No. k is also a function of temperature. So when the temperature of the gas changes, the cp and cv values of the gas change which in effect changes the k value. In fact, the k value of an ideal gas decreases when the temperature increases. Let me explain further:
Note that k is also equal to the enthalpy divided by internal energy.
k = H/U = m*cp*T/m*cv*T = cp/cv
And the cp is equal to cv plus the specific gas constant.
H = U + PV
m*cp*T = m*cv*T + m*R*T
cp = cv + R
For k to be constant when there is a change in gas temperature, the ratio of gas enthalpy to the gas internal energy has to remain the same. This is improbable because the internal energy of a gas is actually more sensitive to temperature change than the gas enthalpy.

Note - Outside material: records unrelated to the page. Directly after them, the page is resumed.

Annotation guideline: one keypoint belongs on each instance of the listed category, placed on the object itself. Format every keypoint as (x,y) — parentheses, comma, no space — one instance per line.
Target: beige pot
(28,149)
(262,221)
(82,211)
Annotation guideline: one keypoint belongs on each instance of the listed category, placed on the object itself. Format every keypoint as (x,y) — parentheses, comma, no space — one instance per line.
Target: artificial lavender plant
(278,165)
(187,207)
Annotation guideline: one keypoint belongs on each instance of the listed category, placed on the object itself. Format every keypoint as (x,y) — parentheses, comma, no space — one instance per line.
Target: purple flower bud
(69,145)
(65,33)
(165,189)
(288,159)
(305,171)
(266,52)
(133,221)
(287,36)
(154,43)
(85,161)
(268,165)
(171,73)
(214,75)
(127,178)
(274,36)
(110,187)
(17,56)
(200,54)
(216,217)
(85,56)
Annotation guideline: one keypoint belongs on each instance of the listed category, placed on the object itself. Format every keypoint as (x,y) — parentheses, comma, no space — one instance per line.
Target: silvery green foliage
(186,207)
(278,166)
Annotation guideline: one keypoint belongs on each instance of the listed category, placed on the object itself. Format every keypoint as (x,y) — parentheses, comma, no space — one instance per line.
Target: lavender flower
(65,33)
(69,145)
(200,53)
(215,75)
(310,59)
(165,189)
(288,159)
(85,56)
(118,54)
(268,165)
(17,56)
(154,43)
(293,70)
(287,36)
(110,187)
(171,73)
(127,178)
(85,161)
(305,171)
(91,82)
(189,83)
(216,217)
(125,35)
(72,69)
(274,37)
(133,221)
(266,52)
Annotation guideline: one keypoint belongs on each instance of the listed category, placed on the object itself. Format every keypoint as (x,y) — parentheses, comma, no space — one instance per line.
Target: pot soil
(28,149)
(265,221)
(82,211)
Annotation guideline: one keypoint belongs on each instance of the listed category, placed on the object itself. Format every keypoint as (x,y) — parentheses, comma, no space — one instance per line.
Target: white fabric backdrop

Take for example superheated steam @ 10 barg & 400 deg C. You'll find that the cp = 2.12882 kJ/kg-K and Cv = 1.63738 kJ/kg-K, so k = 1.306 (Note that we are assuming that the superheated steam is an ideal gas. The actual k value is different (a bit smaller) as the steam compressibility factor has to be considered.) Now we increase the temperature to say 410 deg C, the new cp you will note is 2.14060 and the new cv is 1.64148 yeilding a new k value of 1.304.
Let's see refrigerant r-134a gas @ 150 psia & 150 deg F, the cp is 0.2518 Btu/lb-R & k is 1.1997. Now if the tem is reduced to say 110, the cp becomes 0.2697 & k becomes 1.2787.
Therefore to answer your question, if k is constant then the cp and cv values must be the same.